Es el problema de los personajes imaginarios: que no desparecen de la memoria del creador. Y la Isla de la Desolación se puebla de criados, hijos, gatos y otros parientes de la misma manera que la mente de Robinson ya no es capaz de memorizar dónde y cuándo surgieron y por qué los otros, sobre todo ella, son inalcanzables.

Nota biográfica

Lem

Stanislaw Lem nació en 1921 en Lvov, ciudad de Ucrania que hasta 1939 perteneció a Polonia. Estudió medicina y se especializó en psicología. Fue miembro fundador de la Sociedad Polaca de Astronáutica y de la Asociación Cibernética Polaca.

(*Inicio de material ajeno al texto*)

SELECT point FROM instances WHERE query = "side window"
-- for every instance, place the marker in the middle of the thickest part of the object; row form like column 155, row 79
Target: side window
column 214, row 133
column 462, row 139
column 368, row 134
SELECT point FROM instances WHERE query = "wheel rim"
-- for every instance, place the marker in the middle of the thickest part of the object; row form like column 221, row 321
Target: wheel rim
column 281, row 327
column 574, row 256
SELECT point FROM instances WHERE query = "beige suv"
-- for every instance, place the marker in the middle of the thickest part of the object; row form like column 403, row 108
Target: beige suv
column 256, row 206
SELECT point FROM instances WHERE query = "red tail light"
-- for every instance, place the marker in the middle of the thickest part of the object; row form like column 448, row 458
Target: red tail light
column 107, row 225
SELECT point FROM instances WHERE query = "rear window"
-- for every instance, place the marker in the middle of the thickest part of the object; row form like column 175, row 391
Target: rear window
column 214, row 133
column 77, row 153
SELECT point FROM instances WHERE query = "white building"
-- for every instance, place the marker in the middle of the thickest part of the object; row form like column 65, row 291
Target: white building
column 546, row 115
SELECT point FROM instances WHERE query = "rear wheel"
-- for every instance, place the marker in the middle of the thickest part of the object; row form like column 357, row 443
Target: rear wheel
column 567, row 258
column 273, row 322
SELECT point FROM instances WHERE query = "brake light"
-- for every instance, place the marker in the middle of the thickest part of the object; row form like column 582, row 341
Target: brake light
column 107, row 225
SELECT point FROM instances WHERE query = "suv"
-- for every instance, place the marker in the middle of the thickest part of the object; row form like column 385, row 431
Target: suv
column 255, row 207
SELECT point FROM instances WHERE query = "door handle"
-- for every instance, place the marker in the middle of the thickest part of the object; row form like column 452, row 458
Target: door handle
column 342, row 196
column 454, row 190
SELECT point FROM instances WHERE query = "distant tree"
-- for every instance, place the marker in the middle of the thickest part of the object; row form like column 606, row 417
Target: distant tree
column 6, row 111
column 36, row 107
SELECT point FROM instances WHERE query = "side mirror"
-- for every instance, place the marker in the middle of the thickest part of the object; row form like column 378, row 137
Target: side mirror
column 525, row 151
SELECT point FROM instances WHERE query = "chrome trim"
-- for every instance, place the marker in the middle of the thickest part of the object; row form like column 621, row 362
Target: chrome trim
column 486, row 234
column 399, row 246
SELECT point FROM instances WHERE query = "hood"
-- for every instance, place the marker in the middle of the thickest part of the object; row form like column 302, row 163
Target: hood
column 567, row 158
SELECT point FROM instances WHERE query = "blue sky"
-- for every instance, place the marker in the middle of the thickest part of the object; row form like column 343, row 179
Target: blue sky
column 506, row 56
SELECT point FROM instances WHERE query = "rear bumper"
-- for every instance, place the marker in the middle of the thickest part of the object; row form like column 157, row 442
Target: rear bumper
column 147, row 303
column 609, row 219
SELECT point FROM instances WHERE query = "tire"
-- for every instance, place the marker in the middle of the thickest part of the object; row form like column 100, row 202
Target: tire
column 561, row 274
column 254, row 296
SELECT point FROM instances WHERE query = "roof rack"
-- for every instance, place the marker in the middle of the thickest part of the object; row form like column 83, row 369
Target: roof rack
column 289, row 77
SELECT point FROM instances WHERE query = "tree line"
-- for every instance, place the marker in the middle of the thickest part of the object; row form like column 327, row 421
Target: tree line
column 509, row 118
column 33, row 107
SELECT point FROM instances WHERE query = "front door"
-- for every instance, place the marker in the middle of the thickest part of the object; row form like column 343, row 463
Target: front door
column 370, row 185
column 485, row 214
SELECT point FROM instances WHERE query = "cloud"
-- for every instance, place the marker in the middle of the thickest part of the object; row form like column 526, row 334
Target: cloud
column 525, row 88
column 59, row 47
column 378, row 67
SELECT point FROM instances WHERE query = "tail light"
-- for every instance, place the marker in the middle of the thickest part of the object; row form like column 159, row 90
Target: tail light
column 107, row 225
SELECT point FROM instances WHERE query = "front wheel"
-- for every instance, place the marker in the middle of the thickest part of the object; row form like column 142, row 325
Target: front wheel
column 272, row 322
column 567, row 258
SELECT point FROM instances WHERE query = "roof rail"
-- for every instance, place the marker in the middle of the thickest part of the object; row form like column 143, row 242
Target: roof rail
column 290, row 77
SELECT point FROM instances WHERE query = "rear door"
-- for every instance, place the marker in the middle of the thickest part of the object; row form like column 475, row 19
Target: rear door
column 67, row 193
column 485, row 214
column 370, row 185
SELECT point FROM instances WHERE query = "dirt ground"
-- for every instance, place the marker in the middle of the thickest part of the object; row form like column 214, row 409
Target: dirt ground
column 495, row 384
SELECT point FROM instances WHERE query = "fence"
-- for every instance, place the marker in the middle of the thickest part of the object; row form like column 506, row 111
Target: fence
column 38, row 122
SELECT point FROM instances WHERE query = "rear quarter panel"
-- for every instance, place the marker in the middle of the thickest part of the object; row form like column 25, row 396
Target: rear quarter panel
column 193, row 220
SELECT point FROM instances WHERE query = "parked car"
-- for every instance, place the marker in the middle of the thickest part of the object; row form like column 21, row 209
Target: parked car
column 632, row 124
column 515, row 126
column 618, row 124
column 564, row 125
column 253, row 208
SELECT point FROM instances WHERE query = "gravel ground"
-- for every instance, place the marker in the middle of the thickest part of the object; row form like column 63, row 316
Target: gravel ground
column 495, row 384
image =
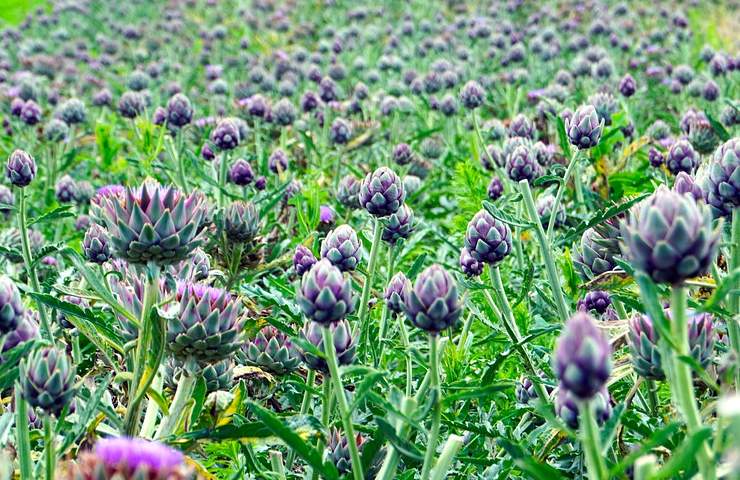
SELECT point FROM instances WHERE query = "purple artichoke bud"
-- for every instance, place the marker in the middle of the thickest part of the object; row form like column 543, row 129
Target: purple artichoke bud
column 398, row 225
column 241, row 173
column 522, row 164
column 11, row 306
column 597, row 300
column 627, row 86
column 722, row 185
column 31, row 113
column 584, row 129
column 655, row 158
column 272, row 351
column 226, row 135
column 382, row 192
column 20, row 169
column 521, row 126
column 7, row 201
column 47, row 380
column 278, row 161
column 433, row 304
column 682, row 158
column 487, row 239
column 241, row 222
column 207, row 153
column 472, row 95
column 348, row 192
column 66, row 189
column 469, row 265
column 598, row 248
column 342, row 248
column 340, row 131
column 495, row 189
column 303, row 260
column 96, row 244
column 491, row 157
column 582, row 360
column 669, row 236
column 566, row 406
column 207, row 326
column 260, row 183
column 325, row 295
column 179, row 111
column 402, row 154
column 131, row 104
column 129, row 458
column 397, row 291
column 545, row 204
column 338, row 450
column 153, row 223
column 685, row 184
column 344, row 344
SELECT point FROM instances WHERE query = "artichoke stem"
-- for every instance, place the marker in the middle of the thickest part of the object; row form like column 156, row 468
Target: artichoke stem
column 344, row 411
column 682, row 383
column 591, row 443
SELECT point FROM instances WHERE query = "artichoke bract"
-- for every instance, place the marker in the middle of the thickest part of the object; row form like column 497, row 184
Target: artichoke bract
column 11, row 306
column 396, row 292
column 566, row 406
column 382, row 192
column 241, row 222
column 487, row 239
column 153, row 223
column 669, row 236
column 342, row 248
column 582, row 360
column 325, row 296
column 642, row 338
column 344, row 344
column 47, row 379
column 722, row 186
column 433, row 304
column 272, row 351
column 584, row 127
column 208, row 325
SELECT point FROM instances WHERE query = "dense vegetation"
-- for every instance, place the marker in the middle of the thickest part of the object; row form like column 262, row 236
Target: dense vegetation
column 392, row 240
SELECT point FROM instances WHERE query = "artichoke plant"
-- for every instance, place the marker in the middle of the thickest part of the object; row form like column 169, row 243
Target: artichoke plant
column 344, row 344
column 433, row 304
column 153, row 223
column 47, row 379
column 487, row 239
column 669, row 236
column 272, row 351
column 207, row 327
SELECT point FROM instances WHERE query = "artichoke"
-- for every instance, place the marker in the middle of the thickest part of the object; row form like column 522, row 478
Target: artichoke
column 152, row 223
column 669, row 236
column 272, row 351
column 47, row 379
column 208, row 324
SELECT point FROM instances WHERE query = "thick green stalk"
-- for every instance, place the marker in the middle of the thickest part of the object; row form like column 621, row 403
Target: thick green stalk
column 183, row 394
column 450, row 449
column 143, row 345
column 682, row 384
column 507, row 317
column 365, row 296
column 49, row 450
column 552, row 272
column 561, row 190
column 22, row 438
column 344, row 412
column 436, row 408
column 28, row 261
column 591, row 442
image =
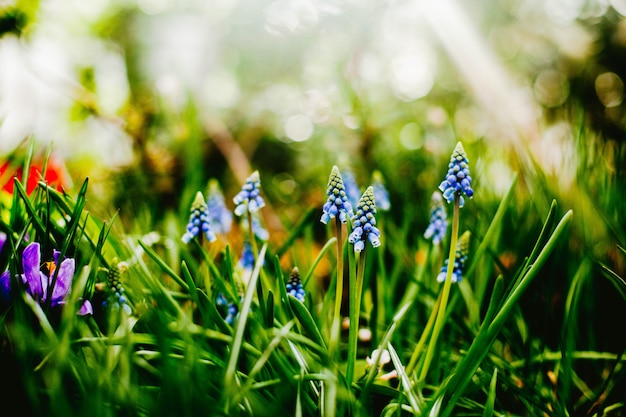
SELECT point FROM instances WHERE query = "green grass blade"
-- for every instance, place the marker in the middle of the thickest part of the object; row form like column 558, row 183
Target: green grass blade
column 491, row 397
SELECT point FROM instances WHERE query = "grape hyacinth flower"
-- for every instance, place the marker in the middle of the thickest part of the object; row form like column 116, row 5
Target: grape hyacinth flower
column 438, row 219
column 458, row 180
column 337, row 203
column 249, row 197
column 199, row 221
column 37, row 283
column 459, row 260
column 117, row 297
column 381, row 195
column 3, row 240
column 231, row 308
column 220, row 216
column 364, row 222
column 294, row 285
column 247, row 257
column 352, row 188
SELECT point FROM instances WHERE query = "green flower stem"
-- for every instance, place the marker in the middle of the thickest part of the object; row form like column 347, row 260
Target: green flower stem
column 335, row 330
column 255, row 250
column 356, row 288
column 231, row 381
column 445, row 292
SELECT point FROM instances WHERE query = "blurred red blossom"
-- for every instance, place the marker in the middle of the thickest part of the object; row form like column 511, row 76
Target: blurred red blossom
column 55, row 175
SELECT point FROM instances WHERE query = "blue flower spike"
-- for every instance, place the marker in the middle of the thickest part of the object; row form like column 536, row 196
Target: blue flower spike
column 462, row 249
column 231, row 308
column 380, row 192
column 364, row 223
column 294, row 285
column 199, row 221
column 249, row 198
column 220, row 217
column 337, row 204
column 438, row 219
column 458, row 180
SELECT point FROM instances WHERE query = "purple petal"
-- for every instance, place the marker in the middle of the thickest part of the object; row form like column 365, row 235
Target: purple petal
column 3, row 239
column 31, row 261
column 64, row 281
column 85, row 309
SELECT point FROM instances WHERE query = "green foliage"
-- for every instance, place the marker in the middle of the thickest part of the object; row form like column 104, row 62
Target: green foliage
column 176, row 352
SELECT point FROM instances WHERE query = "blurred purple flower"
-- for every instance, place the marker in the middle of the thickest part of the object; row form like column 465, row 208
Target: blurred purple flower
column 380, row 192
column 364, row 222
column 199, row 221
column 337, row 203
column 438, row 219
column 458, row 180
column 37, row 283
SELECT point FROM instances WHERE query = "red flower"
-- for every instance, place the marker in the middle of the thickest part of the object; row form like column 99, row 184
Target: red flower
column 55, row 175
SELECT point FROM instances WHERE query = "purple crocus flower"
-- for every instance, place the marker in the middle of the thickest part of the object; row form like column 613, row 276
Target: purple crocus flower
column 36, row 282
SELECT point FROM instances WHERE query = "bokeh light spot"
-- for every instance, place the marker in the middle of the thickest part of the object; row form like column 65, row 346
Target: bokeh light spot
column 411, row 136
column 610, row 89
column 299, row 127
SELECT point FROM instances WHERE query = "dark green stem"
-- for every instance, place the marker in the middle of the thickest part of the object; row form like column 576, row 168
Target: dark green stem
column 356, row 288
column 445, row 292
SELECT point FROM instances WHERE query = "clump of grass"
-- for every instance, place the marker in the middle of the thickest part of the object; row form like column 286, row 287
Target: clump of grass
column 180, row 327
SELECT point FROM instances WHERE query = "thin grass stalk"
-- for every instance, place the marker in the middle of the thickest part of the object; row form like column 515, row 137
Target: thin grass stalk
column 441, row 311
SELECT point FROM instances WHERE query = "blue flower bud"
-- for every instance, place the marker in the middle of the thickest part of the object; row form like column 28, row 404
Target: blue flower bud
column 438, row 219
column 458, row 180
column 462, row 249
column 337, row 203
column 249, row 198
column 199, row 221
column 364, row 222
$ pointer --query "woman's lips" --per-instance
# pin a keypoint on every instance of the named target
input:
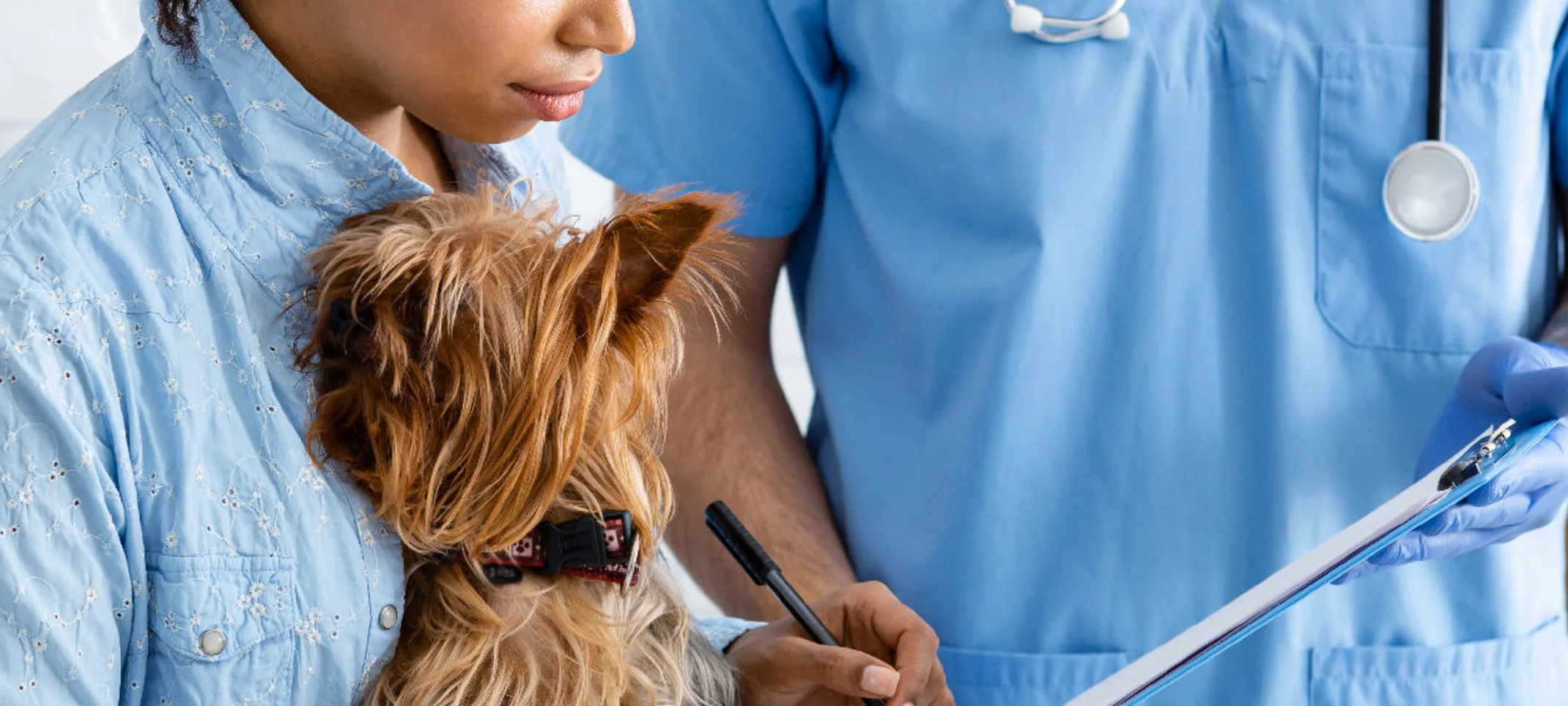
(552, 104)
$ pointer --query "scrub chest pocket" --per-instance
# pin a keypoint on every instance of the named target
(1377, 288)
(221, 630)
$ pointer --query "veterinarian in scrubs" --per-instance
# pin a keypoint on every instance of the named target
(1104, 333)
(165, 537)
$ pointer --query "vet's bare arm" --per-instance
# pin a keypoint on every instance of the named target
(733, 438)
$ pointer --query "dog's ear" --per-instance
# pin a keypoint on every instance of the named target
(651, 240)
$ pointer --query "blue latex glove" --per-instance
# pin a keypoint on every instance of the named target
(1512, 379)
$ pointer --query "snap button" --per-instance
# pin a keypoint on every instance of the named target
(212, 642)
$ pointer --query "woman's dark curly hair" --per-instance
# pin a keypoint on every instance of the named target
(177, 26)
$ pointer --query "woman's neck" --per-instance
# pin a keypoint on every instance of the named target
(320, 67)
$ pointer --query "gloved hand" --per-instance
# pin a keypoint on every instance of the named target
(1512, 379)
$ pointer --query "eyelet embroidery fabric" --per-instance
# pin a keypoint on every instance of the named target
(154, 483)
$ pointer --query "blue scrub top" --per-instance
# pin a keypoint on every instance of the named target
(1106, 333)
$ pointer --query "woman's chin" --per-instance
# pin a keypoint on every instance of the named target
(487, 129)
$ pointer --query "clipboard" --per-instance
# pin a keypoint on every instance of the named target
(1445, 487)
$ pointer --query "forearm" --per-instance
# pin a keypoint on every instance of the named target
(733, 438)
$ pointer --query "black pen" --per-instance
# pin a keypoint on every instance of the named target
(761, 568)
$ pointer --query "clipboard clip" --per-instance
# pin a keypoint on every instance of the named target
(1468, 467)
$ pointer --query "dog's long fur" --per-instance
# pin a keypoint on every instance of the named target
(502, 371)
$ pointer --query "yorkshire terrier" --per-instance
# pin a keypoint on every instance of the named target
(498, 383)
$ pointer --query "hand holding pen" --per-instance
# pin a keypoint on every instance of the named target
(887, 652)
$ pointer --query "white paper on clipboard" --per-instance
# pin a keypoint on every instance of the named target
(1264, 601)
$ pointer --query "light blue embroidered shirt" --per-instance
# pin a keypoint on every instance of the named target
(163, 535)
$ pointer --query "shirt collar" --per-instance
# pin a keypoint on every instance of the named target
(236, 119)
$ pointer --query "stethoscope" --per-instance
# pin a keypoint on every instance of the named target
(1430, 189)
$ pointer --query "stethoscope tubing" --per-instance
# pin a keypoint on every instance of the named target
(1438, 71)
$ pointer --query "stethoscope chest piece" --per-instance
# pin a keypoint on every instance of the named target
(1430, 192)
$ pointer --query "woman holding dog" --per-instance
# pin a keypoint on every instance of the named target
(165, 535)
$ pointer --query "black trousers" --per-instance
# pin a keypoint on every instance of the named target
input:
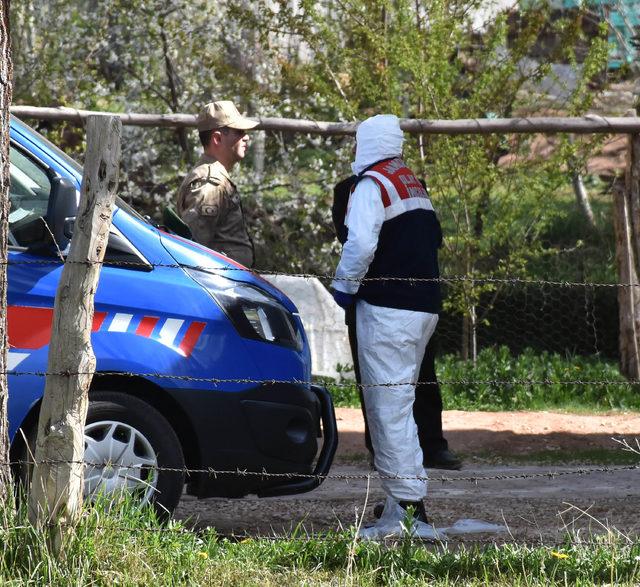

En la Universidad de Cracovia dio clases de literatura polaca.

Su obra explora temas filosóficos, científicos y literarios, a veces de forma satírica como en Vacío perfecto, y se le ha situado en la ciencia ficción por la utilización de recursos fantásticos como vehículo de sus ideas en varias novelas y por su interés en una eventual comunicación con otras formas de vida y con seres de civilizaciones extraterrestres, asunto que constituye la trama de El invencible, una de sus mejores novelas.

Las maravillosas historias del astronauta Tichy son las más populares y se recogen en Diarios de las Estrellas y en Congreso de Futurología. Con Solaris (1961) le llegará la fama internacional, gracias al premio recibido en el festival de Cannes de 1972 por la adaptación cinematográfica realizada por Andre Tarkovsky. Stanislaw Lem murió en 2006 en Cracovia.